Friday’s first editorial urges local leaders to act a little more like grown-ups on the upcoming May bike rallies:
Let’s be adults about this thing.
The decision by Myrtle Beach Harley-Davidson to change the dates of its rally events obviously caught elected officials off guard. And the wisdom of such a change from a public nuisance perspective is dubious. Three straight weeks of rally traffic and noise is a tall order. But then, the dealership is a business, and as such is concerned more with making money than it is with the comfort of its neighbors. That’s not a slight on Harley-Davidson, just a reality of capitalism.
Horry County Council, and particularly Councilman Gary Loftus, have responded to the extended calendar with indignation, threatening not to approve any vendor permits at all in May. They don’t want to play by our rules, Loftus said, so we just won’t play along at all. Parents will recognize the response. “He’s not playing right,” their child might say, arms crossed and sitting in a huff on the edge of the playground while the other children happily continue a game.

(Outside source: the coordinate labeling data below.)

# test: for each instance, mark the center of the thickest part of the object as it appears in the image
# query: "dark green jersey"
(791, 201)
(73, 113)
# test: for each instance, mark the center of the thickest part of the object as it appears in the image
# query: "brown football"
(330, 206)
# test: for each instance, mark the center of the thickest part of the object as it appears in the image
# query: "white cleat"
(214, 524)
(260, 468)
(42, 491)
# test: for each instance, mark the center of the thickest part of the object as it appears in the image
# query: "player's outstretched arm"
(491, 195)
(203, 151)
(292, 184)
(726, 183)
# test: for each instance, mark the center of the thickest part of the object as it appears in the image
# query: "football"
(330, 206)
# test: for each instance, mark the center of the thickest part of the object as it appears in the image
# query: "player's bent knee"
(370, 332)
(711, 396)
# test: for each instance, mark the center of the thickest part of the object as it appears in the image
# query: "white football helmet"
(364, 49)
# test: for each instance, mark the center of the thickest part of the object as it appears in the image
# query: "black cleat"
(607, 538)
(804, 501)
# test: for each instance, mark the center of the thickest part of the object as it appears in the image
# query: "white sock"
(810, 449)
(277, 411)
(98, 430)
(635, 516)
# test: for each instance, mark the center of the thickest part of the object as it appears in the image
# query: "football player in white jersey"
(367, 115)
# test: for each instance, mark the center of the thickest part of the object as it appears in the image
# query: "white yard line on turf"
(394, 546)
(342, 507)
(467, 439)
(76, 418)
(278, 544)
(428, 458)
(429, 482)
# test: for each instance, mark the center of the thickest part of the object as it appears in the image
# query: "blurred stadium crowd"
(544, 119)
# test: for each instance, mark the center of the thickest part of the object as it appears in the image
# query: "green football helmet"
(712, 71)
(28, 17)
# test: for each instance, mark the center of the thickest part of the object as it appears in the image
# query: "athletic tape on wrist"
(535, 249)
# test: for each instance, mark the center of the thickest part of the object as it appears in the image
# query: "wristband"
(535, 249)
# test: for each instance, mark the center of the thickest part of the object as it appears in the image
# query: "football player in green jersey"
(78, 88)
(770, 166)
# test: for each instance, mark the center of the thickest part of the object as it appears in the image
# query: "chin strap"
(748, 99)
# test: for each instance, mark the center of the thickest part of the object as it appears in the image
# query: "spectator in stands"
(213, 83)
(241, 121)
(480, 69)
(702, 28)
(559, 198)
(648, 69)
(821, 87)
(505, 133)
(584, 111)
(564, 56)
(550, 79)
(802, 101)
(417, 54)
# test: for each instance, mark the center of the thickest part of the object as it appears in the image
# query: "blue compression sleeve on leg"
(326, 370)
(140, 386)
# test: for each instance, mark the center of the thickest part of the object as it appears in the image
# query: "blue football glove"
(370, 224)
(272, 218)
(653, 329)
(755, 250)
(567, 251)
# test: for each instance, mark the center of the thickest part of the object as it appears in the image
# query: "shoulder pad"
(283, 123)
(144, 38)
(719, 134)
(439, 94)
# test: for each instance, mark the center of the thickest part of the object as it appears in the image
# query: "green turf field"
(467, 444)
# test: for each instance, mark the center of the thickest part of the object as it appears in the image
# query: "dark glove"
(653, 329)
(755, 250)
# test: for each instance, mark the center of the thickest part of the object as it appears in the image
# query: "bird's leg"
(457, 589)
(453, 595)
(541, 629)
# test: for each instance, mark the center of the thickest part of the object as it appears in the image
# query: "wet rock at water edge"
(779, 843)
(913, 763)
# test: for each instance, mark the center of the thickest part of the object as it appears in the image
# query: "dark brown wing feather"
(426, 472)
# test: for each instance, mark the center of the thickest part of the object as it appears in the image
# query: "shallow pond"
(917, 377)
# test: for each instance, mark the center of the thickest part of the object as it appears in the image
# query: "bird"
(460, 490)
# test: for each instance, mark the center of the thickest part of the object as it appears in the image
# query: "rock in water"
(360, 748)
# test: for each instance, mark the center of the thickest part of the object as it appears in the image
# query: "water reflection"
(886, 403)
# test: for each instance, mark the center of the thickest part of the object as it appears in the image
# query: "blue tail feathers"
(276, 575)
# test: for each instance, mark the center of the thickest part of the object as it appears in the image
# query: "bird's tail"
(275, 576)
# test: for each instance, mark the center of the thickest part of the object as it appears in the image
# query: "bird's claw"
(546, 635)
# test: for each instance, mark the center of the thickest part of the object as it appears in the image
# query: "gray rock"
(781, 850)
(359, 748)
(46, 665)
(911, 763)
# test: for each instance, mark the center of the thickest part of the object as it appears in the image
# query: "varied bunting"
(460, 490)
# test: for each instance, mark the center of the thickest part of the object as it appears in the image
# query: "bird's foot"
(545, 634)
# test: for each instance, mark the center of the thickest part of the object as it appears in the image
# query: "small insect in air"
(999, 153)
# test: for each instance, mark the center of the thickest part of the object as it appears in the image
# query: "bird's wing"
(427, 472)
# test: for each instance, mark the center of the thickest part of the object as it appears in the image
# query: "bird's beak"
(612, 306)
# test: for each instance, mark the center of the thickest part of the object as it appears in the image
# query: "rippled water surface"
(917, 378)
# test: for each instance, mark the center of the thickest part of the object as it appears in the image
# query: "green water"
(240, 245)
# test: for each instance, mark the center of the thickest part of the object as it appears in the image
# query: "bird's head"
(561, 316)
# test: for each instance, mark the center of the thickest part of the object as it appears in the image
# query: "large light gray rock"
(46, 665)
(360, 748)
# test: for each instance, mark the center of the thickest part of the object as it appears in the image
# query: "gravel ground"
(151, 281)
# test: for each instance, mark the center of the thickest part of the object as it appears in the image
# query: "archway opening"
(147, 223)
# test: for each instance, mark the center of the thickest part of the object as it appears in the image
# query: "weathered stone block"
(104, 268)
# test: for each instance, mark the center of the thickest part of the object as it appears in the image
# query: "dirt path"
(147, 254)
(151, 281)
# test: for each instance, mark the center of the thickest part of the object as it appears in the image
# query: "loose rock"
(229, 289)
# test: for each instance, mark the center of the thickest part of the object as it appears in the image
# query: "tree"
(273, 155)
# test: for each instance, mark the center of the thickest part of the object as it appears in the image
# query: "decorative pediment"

We can understand Loftus’ frustration, but his response goes too far. Thus far Harley-Davidson seems to have acted alone. To penalize all businesses hoping to put down stakes here in May would be overkill. The bike rallies may be a source of continuing contention and aggravation for some, but they do provide a shot in the arm for Grand Strand businesses that would be hard to replace. To hobble the events by not approving any vendor permits would unfairly hurt those businesses that were abiding by the county calendar.
A better route would be the mature one proposed by Long Bay Estates resident Tom Givens. He suggested that the county simply not approve vendor permits that fall outside of the schedule that council members had already agreed on, namely May 14-20. If the Harley-Davidson dealership wants to hold its own events later in the month, from May 18-28, that’s up to the dealership, but it will have to do it without support from county-approved vendors. We’d remind the dealership of its response to other businesses on Wednesday: “They, like any others, can operate their events when and how they feel best for their businesses.”
If the Harley-Davidson dealership feels that a later rally is the best plan for its business, that’s entirely its own decision. But it shouldn’t expect much help from the rest of the community.